Смятение все больше овладевало учительницей.

— Шкатулка в качестве оружия? Постой, а что, собственно, бабушка с ней делала?

— Размахивала в разные стороны, а потом положила и сказала, что слагает оружие. А раз держала в руках — значит, ручное.

Исчерпывающий и вежливый ответ не только не прояснил, но, напротив, еще более запутал смысл домашнего сочинения. Шум в классе постепенно затих, ученики слушали Яночкино сочинение с растущим интересом. Назревала нездоровая сенсация. Надо было спасать положение и собственный авторитет, и учительница сухо произнесла:

— Ты пишешь о производственных совещаниях. Как производственные совещания? Почему на производственных совещаниях применяется ручное оружие? Что за совещания такие?

Яночка положила тетрадку с сочинением на парту, набрала полную грудь воздуха и затараторила:

— Производственные совещания это такие совещания на предприятиях, когда совещаются о производстве на предприятии. И у нас тоже были совещания, чтобы посовещаться. Дома все их называли производственными совещаниями. Бабушка была против, а дедушка всегда поступает так, как велит бабушка, значит, он тоже против. Вот они с дедушкой и были против, значит, надо было совещаться. Но сразу после того, как папа оборвал вьющуюся розу, бабушка сказала, что сдается, и сложила оружие. Ведь если вьющейся розы больше нет, то ей все равно и она может меняться.

— Меняться? В каком смысле?

— В квартирном, — ответила Яночка, слегка удивившись, что кому-то могут быть непонятны столь очевидные вещи.

Теперь учительница замолчала надолго, переваривая услышанное и чувствуя, как инициатива ускользает из ее рук. Пожалуй, из педагогических соображений не стоит касаться вопроса о дискриминации дедушки, деликатная это тема... Безопаснее вернуться к производственным совещаниям. И по возможности ровным, назидательным голосом учительница задала вопрос:

— Так какие же вопросы обсуждались на ваших производственных совещаниях?

Яночка с готовностью подняла тетрадь и продолжила чтение: «... на нашу сторону. И теперь только один человек был против. Дело в том, что мой папа получил наследство...»

— Что получил? — вырвалось у учительницы, хотя она и дала себе слово больше не прерывать чтение этого любопытного домашнего сочинения и не выяснять сомнительные места.
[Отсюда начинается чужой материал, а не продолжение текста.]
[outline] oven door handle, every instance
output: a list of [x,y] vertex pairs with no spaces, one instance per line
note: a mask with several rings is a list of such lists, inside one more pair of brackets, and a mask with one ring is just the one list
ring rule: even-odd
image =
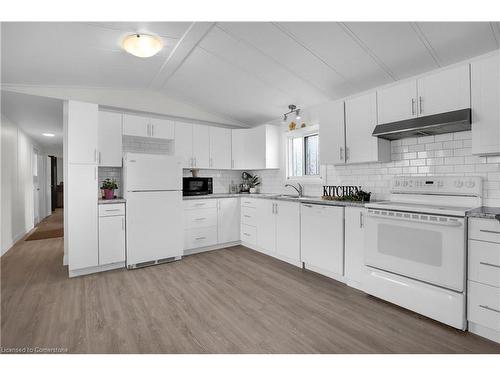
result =
[[434,225],[441,225],[444,227],[454,227],[454,228],[461,227],[463,225],[460,221],[430,221],[430,220],[411,219],[411,218],[395,217],[395,216],[374,215],[370,213],[368,213],[367,216],[376,219],[411,221],[414,223],[434,224]]

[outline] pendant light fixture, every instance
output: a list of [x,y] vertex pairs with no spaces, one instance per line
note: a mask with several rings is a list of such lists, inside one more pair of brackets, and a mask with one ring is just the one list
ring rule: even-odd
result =
[[288,106],[289,111],[287,113],[283,114],[283,123],[285,123],[288,120],[288,115],[295,113],[295,119],[298,121],[300,120],[300,108],[297,108],[295,104],[290,104]]
[[151,57],[163,48],[160,38],[148,34],[132,34],[123,39],[122,47],[131,55],[137,57]]

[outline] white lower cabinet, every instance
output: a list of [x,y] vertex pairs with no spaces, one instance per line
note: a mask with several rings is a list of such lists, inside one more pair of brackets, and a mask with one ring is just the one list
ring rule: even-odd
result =
[[125,204],[99,206],[99,265],[125,262]]
[[240,240],[240,199],[217,200],[218,242],[227,243]]
[[267,253],[276,252],[276,201],[257,200],[257,246]]
[[364,207],[345,208],[345,270],[344,276],[349,286],[360,288],[364,262]]
[[284,260],[300,263],[300,205],[278,201],[276,213],[276,253]]
[[301,205],[304,267],[335,279],[344,274],[344,207]]

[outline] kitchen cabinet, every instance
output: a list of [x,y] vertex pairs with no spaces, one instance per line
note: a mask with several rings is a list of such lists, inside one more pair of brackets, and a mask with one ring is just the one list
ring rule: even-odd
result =
[[224,198],[217,200],[218,243],[240,240],[240,199]]
[[315,108],[319,123],[321,164],[345,163],[344,101],[329,102]]
[[97,104],[65,102],[64,125],[68,163],[97,165]]
[[378,124],[417,117],[417,97],[416,80],[377,90]]
[[246,162],[246,136],[249,133],[247,129],[238,129],[231,131],[231,168],[245,169]]
[[276,253],[280,258],[300,262],[300,205],[275,202]]
[[347,285],[360,288],[365,270],[363,207],[345,208],[345,279]]
[[125,204],[99,206],[99,265],[125,262]]
[[280,128],[260,125],[233,129],[233,169],[277,169],[280,167]]
[[500,56],[471,64],[472,153],[500,154]]
[[174,139],[174,121],[153,117],[149,119],[149,126],[151,132],[150,137],[156,139]]
[[214,169],[231,169],[231,129],[210,126],[210,160],[209,167]]
[[122,166],[121,113],[99,111],[97,145],[99,166]]
[[195,168],[210,166],[210,140],[206,125],[193,125],[193,163]]
[[175,123],[175,155],[182,157],[183,168],[193,168],[193,125],[187,122]]
[[344,274],[344,207],[301,205],[300,249],[305,268],[332,278]]
[[123,114],[123,135],[149,137],[149,118]]
[[259,199],[257,204],[257,246],[267,253],[276,252],[276,201]]
[[[97,111],[96,111],[97,115]],[[99,264],[97,222],[97,165],[70,164],[65,176],[67,185],[68,265],[71,271]]]
[[345,101],[346,163],[385,162],[391,160],[391,143],[373,137],[377,124],[375,92]]

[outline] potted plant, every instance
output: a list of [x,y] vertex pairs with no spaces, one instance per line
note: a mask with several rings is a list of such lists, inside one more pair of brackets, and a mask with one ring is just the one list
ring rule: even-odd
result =
[[101,189],[104,191],[104,199],[114,199],[115,190],[118,189],[114,178],[107,178],[102,182]]
[[250,186],[250,194],[257,193],[257,186],[260,185],[259,176],[250,176],[248,179],[248,186]]

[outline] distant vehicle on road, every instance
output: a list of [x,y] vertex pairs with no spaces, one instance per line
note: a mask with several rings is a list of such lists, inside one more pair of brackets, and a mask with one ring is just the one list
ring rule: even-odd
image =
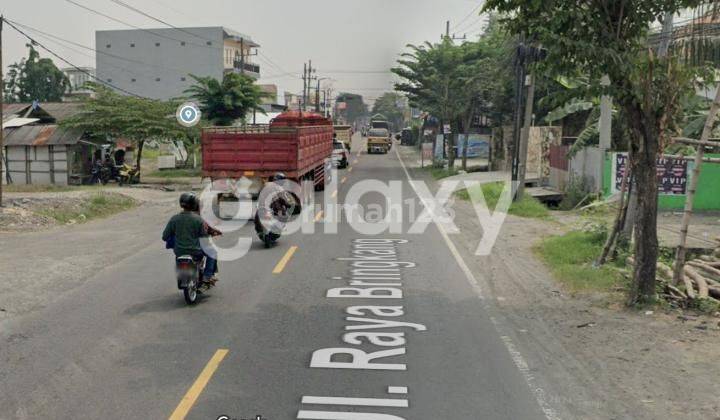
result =
[[[209,127],[202,132],[202,176],[211,180],[250,181],[247,193],[257,198],[276,173],[302,184],[310,181],[318,191],[329,181],[333,151],[332,121],[322,115],[289,111],[269,126]],[[245,193],[245,191],[243,191]],[[307,192],[293,191],[302,205]],[[237,201],[230,183],[220,201]]]
[[353,129],[349,125],[336,125],[333,127],[335,131],[335,138],[338,141],[345,143],[348,150],[351,149]]
[[385,119],[375,119],[377,117],[373,117],[373,120],[370,122],[370,128],[384,128],[388,132],[388,137],[390,136],[390,123],[387,122]]
[[332,161],[337,168],[347,168],[349,157],[350,152],[348,152],[345,143],[340,141],[333,142]]
[[384,128],[371,128],[368,132],[368,153],[387,153],[390,150],[390,133]]

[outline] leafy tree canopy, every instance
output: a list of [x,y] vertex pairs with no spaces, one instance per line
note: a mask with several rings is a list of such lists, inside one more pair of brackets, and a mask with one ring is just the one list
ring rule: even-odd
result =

— Наследство, — вежливо ответила ученица и сочла нужным пояснить:

— Это такое имущество, проше пани, которое получают от покойников.

— А... ну да. Продолжай.

Яночка опять взяла в руки тетрадь. Почувствовав интерес к своему сочинению, она воодушевилась и теперь читала с выражением:

— «... папа получил наследство. В Аргентине умер наш родственник и составил завещание. Наследство состоит из дома в Варшаве и денег, но денег все равно не достанется, потому как они все уйдут на ремонт дома. И это наследство папе завещали при условии, что в доме поселятся все наши варшавские родственники, а в их квартиры переселятся те люди, которые сейчас живут в этом доме. И выходит, все наши родные должны сдать свои старые квартиры, вот почему бабушка была против. Она сказала, что ни за что не оставит своей квартиры, в том доме плющ разросся по всей стене, она его двадцать лет растила не для того, чтобы теперь оставлять чужим людям. И когда папа в нервах оборвал этот плющ, ту самую вьющуюся розу, бабушке стало все равно. А папа вовсе не хотел никакого наследства, он говорил, что ремонт — это катастрофа, но мама его переубедила. Она сказала, что там есть гараж, и папа переубедился, но мы с братом все там рассмотрели и поняли — на самом деле для мамы главной была терраса, на которой можно загорать. Там и в самом деле есть гараж, но терраса главнее. Конец.»

Яночка кончила читать. В классе стояла мертвая тишина. Прервала ее учительница:

— Я просила вас, дети, в своих домашних сочинениях коротко и правдиво описать летние каникулы. Ничего не выдумывать. А у тебя что? Сказки сочиняешь!

— И никакие это не сказки! — обиделась Яночка. — Тут одна сплошная правда, я ничего не придумала. Я не виновата, что на нас свалилось наследство... проклятое, как его называет папа. Так что все лето шли сплошные производственные совещания и разговоры только о доме. И мы с братом тоже должны были участвовать, папа очень переживал, а мы не хотели, чтобы он чувствовал себя, как последняя падаль...

— Как что?!

— Папа сказал, что он чувствует себя, как падаль, вокруг которой собрались шакалы, гиены и прочие стервятники, которые только и ждут, чтобы его растерзать. Бабушка очень обиделась. Я не написала, но в доме еще есть бассейн с фонтаном, ну, не в доме, а в садике. Это мы с братом назвали бассейном, на самом деле лужица, образовалась потому, что труба протекает, а из трубы иногда бьет фонтанчик. Там проходит водопроводная труба, она не наша, ведет в соседний дом, мы слышали, как один водопроводчик говорил — совсем худая труба, давно менять пора. И когда жильцы из того дома включают краны, наш фонтанчик не бьет и лужица подсыхает, а если они водой не пользуются, у нас опять целое озеро образуется. А ремонтировать никто не хочет, не известно, кому труба принадлежит...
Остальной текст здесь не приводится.